I couldn't bring myself to attend the funeral, just couldn't do it.  I almost did. I turned the keys but stopped. 

    At least this way I could pretend she was alive.  Waking up God knows where after yet another bender, checking my phone and seeing dozens of missed calls from her. At Least it was something. 

I finally sobbed deep bittersweet tears on that cold lonely beach which was such a relief. I felt something for once.

Enough of this feeling nonsense, Time to drink this gut rot vodka.

I drank that swill till I slept out, I awoke to the wind and the sky getting dark. I stripped to my skivvies and swam in the cold ocean, my skinny malnourished frame forcing itself against the freezing waters. I needed a baptism of icy cold pain, a watery redemption.

     The alcohol and drugs wouldn't bring  her back or drown the pain of my abusive father. I swam out to the buoy that had rocked back and forth for decades , a small part in my childhood. A place to reach and a place to realize I wasn't worthless like he said.  

      This beach that had so long been our happy place, a place to escape him, like father like son.  I chuckled. I'm such a disappointment. I ran my fingers through the sand.I just wanted to be anywhere but there now. Too much pain, I left.

     I flew back to tennessee.  The next few weeks were much the same. Work was work. Bills were bills. Life….wasn't living. I didn’t know what to say or deal with our fractured family. 

   I bought Lacy from a sports store downtown, it became my new lover. 

“ That’s why you're such a dumbass screw up! We're through! I'm throwing your stuff out of my apartment.” My girlfriend just broke up with after the sports store, Whatever. 

      Years had passed since then. My sweet Lacy would ride with me eternal, till the end. Icy cold in its grip, staying in the bed with me like the freezing nights during my time as a US marine, there were many like it but this one was mine. 

    Would she be my end? Would she give me the final kiss of death. I often held it and wondered what my Mom’s last few thoughts were like, was she scared or was it final sweet relief from our pain. The sorrows never ending like it was yesterday.

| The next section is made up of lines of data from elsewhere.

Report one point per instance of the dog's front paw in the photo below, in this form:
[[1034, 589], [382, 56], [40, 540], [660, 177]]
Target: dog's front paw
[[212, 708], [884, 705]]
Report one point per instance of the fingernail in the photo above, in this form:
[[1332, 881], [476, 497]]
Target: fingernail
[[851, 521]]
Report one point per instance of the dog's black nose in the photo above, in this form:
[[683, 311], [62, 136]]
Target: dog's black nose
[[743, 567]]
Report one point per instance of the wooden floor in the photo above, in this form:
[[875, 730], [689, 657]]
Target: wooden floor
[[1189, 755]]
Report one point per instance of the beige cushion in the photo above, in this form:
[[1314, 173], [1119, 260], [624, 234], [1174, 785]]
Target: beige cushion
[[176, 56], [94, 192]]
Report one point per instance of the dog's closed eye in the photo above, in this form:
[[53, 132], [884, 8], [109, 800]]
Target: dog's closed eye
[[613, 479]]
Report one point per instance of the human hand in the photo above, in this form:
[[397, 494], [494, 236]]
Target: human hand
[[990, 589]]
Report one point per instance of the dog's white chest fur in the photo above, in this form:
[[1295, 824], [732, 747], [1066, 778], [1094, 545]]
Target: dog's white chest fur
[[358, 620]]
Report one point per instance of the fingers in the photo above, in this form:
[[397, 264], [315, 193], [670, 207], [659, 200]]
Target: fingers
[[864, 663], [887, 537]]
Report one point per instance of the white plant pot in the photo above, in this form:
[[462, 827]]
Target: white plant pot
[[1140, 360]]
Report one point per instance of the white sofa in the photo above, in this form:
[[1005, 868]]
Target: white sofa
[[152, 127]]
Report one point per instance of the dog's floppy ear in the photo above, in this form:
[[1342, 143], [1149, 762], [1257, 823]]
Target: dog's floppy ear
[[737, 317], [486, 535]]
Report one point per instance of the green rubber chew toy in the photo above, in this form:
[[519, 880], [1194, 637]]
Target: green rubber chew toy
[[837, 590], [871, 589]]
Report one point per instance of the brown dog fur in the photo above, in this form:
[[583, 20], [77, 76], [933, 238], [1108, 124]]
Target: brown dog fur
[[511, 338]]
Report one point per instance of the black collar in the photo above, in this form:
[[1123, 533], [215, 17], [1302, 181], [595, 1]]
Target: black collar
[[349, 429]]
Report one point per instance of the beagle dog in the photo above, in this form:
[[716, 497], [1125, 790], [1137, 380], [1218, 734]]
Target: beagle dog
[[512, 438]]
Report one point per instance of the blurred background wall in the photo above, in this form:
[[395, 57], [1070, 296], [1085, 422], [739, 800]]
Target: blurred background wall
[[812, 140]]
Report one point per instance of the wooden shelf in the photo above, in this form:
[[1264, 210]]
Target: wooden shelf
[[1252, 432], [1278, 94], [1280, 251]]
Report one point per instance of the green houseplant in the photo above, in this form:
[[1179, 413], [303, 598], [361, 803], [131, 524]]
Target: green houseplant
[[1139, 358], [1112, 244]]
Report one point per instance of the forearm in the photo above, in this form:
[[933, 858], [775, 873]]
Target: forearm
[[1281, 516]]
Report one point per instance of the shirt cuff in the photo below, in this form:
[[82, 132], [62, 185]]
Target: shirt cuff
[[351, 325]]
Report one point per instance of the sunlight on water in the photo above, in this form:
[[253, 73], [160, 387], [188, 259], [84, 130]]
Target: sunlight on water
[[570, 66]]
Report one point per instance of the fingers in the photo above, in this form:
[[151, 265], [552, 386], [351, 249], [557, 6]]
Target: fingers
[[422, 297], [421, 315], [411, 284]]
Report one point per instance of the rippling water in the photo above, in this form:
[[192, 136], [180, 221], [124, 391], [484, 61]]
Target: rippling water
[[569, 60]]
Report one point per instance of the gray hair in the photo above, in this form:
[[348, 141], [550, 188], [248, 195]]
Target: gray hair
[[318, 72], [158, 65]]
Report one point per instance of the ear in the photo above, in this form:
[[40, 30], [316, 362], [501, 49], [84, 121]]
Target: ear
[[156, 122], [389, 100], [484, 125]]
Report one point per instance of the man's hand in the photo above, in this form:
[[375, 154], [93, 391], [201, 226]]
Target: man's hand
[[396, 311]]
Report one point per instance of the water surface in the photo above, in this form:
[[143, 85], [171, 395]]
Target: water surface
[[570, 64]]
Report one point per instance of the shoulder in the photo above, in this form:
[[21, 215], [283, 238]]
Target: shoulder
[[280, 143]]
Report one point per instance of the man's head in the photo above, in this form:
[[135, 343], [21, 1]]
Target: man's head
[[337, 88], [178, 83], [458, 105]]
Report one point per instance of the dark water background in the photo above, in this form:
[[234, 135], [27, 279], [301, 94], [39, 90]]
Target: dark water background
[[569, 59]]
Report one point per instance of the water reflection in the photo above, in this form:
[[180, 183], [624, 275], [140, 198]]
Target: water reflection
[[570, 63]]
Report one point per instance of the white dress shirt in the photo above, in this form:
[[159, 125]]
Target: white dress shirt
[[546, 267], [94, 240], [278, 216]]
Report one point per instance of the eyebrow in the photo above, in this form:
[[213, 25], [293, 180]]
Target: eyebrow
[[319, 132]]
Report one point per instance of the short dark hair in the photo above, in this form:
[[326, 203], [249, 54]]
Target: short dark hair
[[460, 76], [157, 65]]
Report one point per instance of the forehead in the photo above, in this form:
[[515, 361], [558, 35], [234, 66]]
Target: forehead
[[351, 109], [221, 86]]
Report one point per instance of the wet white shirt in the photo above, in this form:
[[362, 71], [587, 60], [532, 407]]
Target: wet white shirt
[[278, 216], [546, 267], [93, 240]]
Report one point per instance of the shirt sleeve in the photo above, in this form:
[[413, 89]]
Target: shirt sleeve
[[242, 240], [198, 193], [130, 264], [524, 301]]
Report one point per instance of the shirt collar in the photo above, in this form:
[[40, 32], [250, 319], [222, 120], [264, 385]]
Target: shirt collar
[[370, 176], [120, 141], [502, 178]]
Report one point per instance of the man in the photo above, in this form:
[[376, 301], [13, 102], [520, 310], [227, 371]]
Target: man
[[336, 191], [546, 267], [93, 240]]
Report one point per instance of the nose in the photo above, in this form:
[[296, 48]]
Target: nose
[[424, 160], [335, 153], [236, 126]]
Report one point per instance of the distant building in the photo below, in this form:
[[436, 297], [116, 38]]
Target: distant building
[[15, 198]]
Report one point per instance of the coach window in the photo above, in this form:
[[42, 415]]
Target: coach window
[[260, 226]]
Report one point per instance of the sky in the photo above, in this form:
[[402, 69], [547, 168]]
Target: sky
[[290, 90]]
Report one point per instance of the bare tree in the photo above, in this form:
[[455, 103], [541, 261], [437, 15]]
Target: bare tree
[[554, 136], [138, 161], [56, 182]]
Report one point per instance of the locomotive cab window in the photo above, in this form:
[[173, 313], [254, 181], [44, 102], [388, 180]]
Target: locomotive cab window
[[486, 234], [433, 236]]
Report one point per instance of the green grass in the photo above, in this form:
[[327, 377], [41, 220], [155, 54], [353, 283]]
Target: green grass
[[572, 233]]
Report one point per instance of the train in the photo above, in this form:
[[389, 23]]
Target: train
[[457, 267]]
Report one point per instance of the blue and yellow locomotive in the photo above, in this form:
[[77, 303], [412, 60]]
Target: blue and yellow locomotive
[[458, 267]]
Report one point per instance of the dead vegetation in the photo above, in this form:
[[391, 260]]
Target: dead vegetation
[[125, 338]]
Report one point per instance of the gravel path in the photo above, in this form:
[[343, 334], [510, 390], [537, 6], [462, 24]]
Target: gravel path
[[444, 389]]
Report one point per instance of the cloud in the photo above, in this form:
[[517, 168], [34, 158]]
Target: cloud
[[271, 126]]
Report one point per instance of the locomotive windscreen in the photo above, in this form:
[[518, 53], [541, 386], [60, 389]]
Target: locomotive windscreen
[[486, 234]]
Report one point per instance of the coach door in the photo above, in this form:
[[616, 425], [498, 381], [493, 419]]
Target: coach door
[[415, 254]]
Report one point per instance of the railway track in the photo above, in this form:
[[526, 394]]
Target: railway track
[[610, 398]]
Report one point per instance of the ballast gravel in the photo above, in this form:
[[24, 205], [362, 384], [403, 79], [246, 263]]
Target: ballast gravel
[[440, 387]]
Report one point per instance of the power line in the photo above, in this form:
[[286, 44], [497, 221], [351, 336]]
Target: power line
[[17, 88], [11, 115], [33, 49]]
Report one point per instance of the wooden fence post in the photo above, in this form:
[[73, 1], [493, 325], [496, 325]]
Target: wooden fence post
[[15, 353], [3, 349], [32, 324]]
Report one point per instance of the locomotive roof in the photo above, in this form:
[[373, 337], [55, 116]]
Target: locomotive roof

I called my sister out of the blue.I was about to break. She didn't answer. She hated my guts since my time in prison.  I was a monster. 

It was time.. Not gonna blow my head off, don't want to leave a mess for anyone to see, considerate till the end.  A suicide cocktail… yeah. That's nice and peaceful. I was a marine. I deserved a nice death. 

I took pills and swallowed Vodka. Visions of my sweet children came into my thoughts. I could've been so much better. Time to go to sleep. Night night cruel world. I flipped myself off in the mirror. 

I woke up in the rehab hospital today. How am I still alive? 

       “I'm glad you called me.. You almost didn't make it.” said the officer that came to my door. I was a jarhead too, we never leave our own behind.”

It wasn’t my time yet.  I was determined to fight this world till the bitter end. Time for some pt.